Book Review : “Room” by Emma Donoghue (take one)

I read this book in about three hours yesterday — I couldn’t put it down! — so this is going to based on that quick read. Right now I’m rereading it, more slowly, to pick up what I missed.

5yo Jack has spent his entire life in Room with his Ma. There they play games, read, watch TV, cook, do dishes and laundry — all in an 11×11 room. (I have to say, the games Ma and Jack make up for life in Room are extremely impressive. In the acknowledgments, the author thanks a lot of child psychologists, and I can see why.) Jack does not realize they are held captive by Old Nick; he kidnapped Ma 7 years ago when she was 19. Jack loves Room and everything in it, but Ma wants to escape. And eventually they do, emerging in a world Jack has never imagined. Nothing could have prepared him for reality outside Room and both he and Ma have a difficult time assimilating.

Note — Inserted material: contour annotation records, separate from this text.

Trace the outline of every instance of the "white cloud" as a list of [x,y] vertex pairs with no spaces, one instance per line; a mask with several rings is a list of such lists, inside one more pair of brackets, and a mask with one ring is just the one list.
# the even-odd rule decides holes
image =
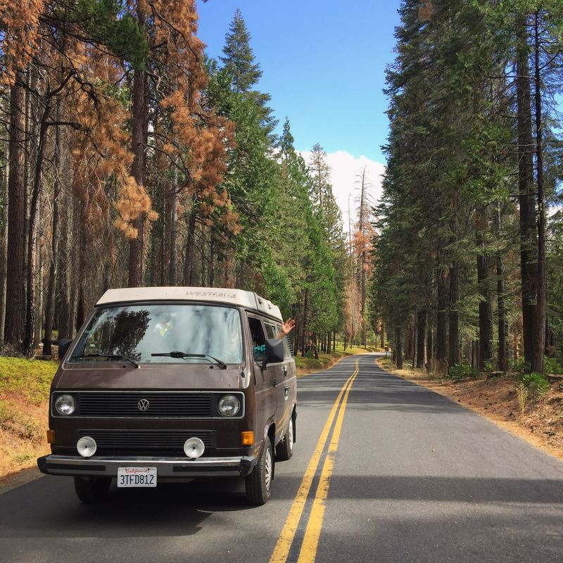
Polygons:
[[[311,156],[310,151],[301,151],[301,156],[308,164]],[[375,203],[379,203],[381,196],[381,180],[385,172],[385,165],[372,160],[367,156],[356,158],[346,151],[337,151],[336,153],[327,154],[327,162],[331,167],[331,182],[332,191],[336,203],[342,211],[342,220],[344,230],[348,232],[348,200],[352,222],[355,217],[356,197],[358,194],[358,178],[360,174],[366,167],[366,178],[371,184],[369,194]]]

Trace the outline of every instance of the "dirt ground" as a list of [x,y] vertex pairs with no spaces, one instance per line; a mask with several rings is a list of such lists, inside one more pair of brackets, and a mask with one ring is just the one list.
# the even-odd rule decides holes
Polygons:
[[378,363],[387,371],[448,397],[563,460],[563,388],[560,383],[552,384],[551,391],[538,400],[526,401],[522,415],[512,376],[452,381],[429,379],[423,370],[394,369],[388,360]]

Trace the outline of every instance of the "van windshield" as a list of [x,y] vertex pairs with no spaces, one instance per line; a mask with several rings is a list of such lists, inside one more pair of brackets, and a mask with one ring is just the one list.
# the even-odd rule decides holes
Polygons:
[[[186,357],[159,355],[182,352]],[[191,358],[192,355],[209,357]],[[70,362],[143,364],[242,362],[239,311],[189,303],[129,305],[96,309]]]

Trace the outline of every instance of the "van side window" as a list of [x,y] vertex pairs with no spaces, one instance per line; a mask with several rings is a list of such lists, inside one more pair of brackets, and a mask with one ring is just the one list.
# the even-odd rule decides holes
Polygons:
[[279,334],[279,330],[277,329],[273,324],[265,322],[264,325],[266,327],[266,334],[267,334],[269,339],[274,339]]
[[[282,333],[282,325],[281,324],[276,324],[276,334],[280,334]],[[284,342],[284,355],[286,358],[291,358],[293,354],[291,354],[291,350],[289,348],[289,335],[286,335],[283,339]]]
[[264,331],[262,329],[262,323],[260,322],[259,319],[255,317],[248,317],[248,326],[251,329],[254,361],[261,362],[264,360],[264,357],[266,354],[266,341],[264,339]]

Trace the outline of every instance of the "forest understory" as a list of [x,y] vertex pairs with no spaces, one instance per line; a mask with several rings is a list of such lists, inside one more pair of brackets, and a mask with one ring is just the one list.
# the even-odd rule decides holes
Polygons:
[[429,377],[425,369],[407,367],[394,369],[388,359],[381,367],[431,391],[439,393],[485,417],[529,443],[563,460],[563,384],[551,384],[550,390],[535,400],[527,400],[522,414],[514,374],[486,379],[451,381]]

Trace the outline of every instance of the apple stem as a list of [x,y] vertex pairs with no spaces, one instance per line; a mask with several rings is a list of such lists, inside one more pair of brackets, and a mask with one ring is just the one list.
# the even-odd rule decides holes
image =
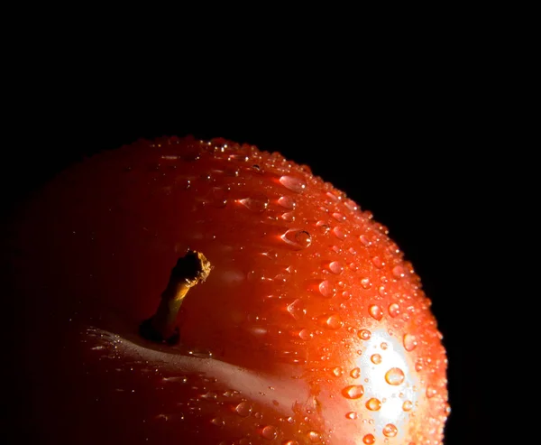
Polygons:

The book is divided into several sections; basically it’s their life in Room, the plan to escape, escaping, and two sections on life outside Room. It’s incredibly intense — I kept telling myself, just one more section and I’ll go to sleep but I just couldn’t put it down. It’s not a long read, and it’s told from Jack’s point of view and in Jack’s voice. That took a while to get used to, but eventually I understood.

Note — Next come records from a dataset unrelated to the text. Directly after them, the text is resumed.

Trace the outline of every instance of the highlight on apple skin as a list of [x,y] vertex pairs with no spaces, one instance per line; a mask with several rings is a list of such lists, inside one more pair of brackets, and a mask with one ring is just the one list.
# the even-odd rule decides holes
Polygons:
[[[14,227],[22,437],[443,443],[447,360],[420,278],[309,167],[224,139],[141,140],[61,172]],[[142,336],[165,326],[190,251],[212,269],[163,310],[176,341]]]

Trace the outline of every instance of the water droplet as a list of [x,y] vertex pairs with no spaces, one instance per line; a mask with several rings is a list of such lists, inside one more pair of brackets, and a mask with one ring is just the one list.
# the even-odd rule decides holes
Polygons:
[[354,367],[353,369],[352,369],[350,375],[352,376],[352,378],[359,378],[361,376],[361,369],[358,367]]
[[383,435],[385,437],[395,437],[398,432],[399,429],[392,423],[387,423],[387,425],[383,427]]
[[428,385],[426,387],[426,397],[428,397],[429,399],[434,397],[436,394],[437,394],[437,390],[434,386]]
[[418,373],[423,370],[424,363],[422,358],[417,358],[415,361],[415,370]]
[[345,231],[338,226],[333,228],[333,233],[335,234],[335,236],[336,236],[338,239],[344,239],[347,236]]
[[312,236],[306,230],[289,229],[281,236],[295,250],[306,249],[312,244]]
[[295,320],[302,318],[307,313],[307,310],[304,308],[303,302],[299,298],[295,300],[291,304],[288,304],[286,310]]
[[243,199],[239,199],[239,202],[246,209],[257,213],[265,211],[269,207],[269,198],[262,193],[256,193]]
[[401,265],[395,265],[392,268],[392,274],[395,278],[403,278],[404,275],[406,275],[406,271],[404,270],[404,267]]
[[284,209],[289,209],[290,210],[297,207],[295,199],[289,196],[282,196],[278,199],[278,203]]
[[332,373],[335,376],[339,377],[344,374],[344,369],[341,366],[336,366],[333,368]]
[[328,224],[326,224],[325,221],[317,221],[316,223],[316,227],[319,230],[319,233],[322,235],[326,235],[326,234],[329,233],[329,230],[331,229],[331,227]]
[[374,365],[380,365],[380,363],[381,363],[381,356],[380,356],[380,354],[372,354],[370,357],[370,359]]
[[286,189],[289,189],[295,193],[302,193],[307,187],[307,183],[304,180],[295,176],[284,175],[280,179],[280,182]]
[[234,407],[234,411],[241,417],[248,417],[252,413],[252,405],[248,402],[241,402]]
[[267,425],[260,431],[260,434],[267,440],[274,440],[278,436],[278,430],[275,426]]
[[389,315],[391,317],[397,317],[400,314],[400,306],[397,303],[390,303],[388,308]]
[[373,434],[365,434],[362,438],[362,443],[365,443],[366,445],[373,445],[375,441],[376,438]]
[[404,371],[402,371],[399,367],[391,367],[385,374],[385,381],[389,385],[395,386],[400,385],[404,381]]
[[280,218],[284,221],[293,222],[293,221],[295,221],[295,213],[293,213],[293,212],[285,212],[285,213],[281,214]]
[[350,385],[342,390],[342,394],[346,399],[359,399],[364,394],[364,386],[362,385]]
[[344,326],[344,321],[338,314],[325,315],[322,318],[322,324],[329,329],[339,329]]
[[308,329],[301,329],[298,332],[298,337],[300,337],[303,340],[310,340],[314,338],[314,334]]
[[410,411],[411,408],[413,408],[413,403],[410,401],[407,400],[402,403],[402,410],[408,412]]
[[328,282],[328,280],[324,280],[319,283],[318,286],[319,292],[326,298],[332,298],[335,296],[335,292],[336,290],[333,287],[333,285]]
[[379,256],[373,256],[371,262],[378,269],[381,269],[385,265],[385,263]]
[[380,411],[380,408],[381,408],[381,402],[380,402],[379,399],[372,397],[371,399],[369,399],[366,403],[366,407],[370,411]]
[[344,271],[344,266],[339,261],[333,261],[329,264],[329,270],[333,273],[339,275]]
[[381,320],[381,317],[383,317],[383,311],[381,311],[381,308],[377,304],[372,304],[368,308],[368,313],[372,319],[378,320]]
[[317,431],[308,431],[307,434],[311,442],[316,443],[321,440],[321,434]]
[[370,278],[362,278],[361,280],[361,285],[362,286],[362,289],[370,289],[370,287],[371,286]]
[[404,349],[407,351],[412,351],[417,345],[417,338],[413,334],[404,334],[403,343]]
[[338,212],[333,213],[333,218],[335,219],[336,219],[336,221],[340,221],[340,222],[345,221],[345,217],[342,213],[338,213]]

The plot is so mind-boggling — especially for a newly-postpartum mom — that I was in tears a few times. Jack and Ma have never been apart, and their devotion is obvious. Ma wants to get Jack out of Room and yet she regrets the difficulties he has once they’re outside. When Jack was young, she allowed him to believe that life outside Room was mostly Outer Space — TV is known as different planets — and he cannot believe that the world is real, even when Ma tells him that she’s been hiding the truth from him. He has never experienced sunlight, stairs, or shoes and he’s understandably overwhelmed.

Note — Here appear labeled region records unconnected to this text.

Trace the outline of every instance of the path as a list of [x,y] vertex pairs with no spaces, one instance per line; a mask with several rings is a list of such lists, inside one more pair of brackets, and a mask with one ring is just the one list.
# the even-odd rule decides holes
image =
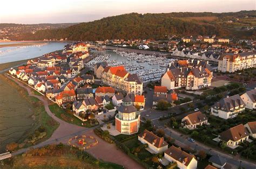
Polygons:
[[[96,158],[123,165],[125,166],[126,168],[143,168],[139,164],[130,158],[126,154],[118,149],[115,144],[106,143],[96,135],[93,132],[93,129],[98,128],[99,125],[96,125],[90,128],[86,128],[61,120],[55,116],[50,111],[48,107],[49,101],[46,97],[42,96],[35,95],[33,92],[32,92],[32,89],[27,86],[26,84],[23,84],[16,79],[14,79],[9,76],[5,76],[15,81],[21,87],[26,89],[30,96],[37,97],[44,104],[44,108],[47,114],[59,123],[59,126],[58,129],[54,131],[51,137],[48,140],[30,147],[15,151],[11,153],[12,156],[24,153],[31,148],[39,148],[49,144],[58,144],[60,142],[67,144],[68,139],[71,137],[78,135],[86,135],[93,136],[98,140],[99,143],[97,146],[87,150],[87,151],[91,153],[92,155]],[[106,123],[104,123],[103,124],[104,124]],[[56,141],[56,138],[58,139],[58,141]]]

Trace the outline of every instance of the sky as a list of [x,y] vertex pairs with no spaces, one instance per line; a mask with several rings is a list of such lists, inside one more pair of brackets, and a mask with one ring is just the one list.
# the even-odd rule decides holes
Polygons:
[[256,0],[5,0],[0,5],[0,23],[37,24],[87,22],[131,12],[252,10]]

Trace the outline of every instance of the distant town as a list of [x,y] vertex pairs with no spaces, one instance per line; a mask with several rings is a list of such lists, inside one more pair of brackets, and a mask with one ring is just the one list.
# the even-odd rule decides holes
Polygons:
[[146,168],[255,168],[256,41],[169,39],[76,41],[6,76],[93,130],[70,135],[71,147],[115,143]]

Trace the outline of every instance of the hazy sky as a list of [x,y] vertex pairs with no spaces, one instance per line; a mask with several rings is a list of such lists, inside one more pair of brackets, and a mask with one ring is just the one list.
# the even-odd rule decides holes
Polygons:
[[3,0],[0,23],[92,21],[120,14],[236,12],[256,9],[256,0]]

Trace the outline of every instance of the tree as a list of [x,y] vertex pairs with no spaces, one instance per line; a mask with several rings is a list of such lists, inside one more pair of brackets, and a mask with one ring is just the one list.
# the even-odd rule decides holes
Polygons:
[[203,150],[200,150],[198,152],[198,156],[200,157],[200,160],[203,160],[206,158],[207,154],[205,151]]
[[227,145],[226,145],[225,142],[223,141],[223,142],[221,142],[221,143],[220,143],[220,149],[221,149],[222,150],[224,150],[225,149],[225,148],[226,148],[226,146],[227,146]]
[[163,99],[160,100],[157,104],[157,109],[161,110],[166,110],[169,107],[169,103]]
[[157,131],[157,135],[160,137],[164,137],[165,135],[165,132],[163,129],[159,129]]

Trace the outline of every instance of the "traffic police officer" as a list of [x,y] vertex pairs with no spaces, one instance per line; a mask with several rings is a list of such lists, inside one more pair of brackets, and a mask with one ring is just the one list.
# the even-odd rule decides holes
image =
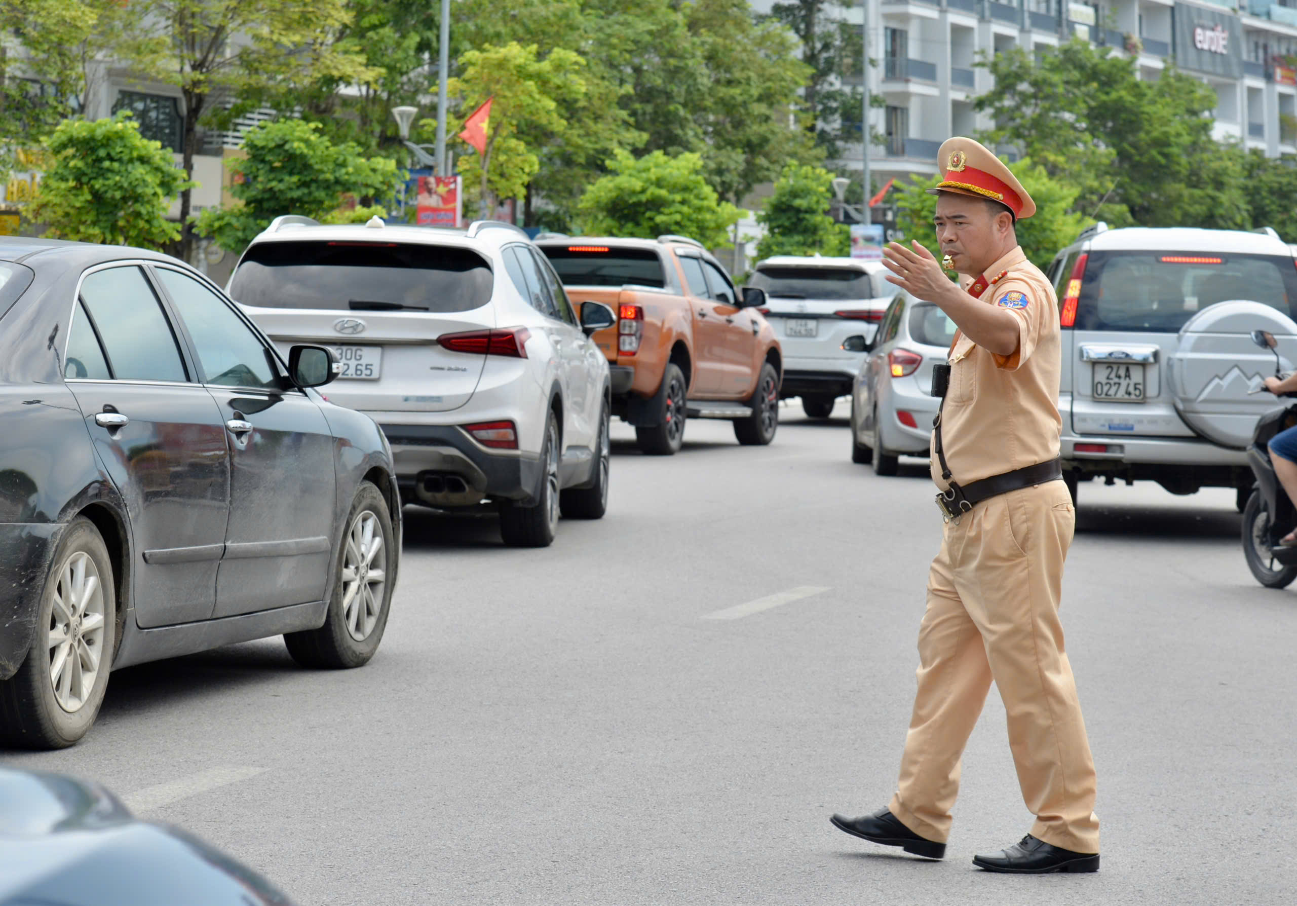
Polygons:
[[[918,632],[918,694],[888,807],[834,826],[929,858],[946,854],[960,758],[995,680],[1027,807],[1021,842],[973,863],[988,871],[1096,871],[1095,765],[1058,622],[1075,513],[1058,459],[1060,335],[1049,280],[1014,226],[1035,202],[977,141],[938,152],[933,254],[892,243],[887,279],[958,328],[933,432],[946,518]],[[935,388],[934,388],[935,389]]]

And yet, Ma is also overwhelmed after seven years as a sex slave and prisoner. She has to work through her own difficulties, and doesn’t always make the best choices with her newfound freedom. Once she’s in the world, she has more to think about than just Jack, and is reunited with old family members, some supportive and some not. She is unaccustomed to the world and all its stressors.

I think it’s a book that will stay in my mind — it is different than any other book I’ve read, and incredibly intense. As a mother, it’s a difficult read, and I sympathize with Ma through Jack’s descriptions. Jack is sweet and lovable and confused. I just wanted to hug him — yet he wouldn’t understand why I was hugging him, or he’d think I was hugging him because I love him.

I recommend it. I’ll probably write more after I finish it. Again.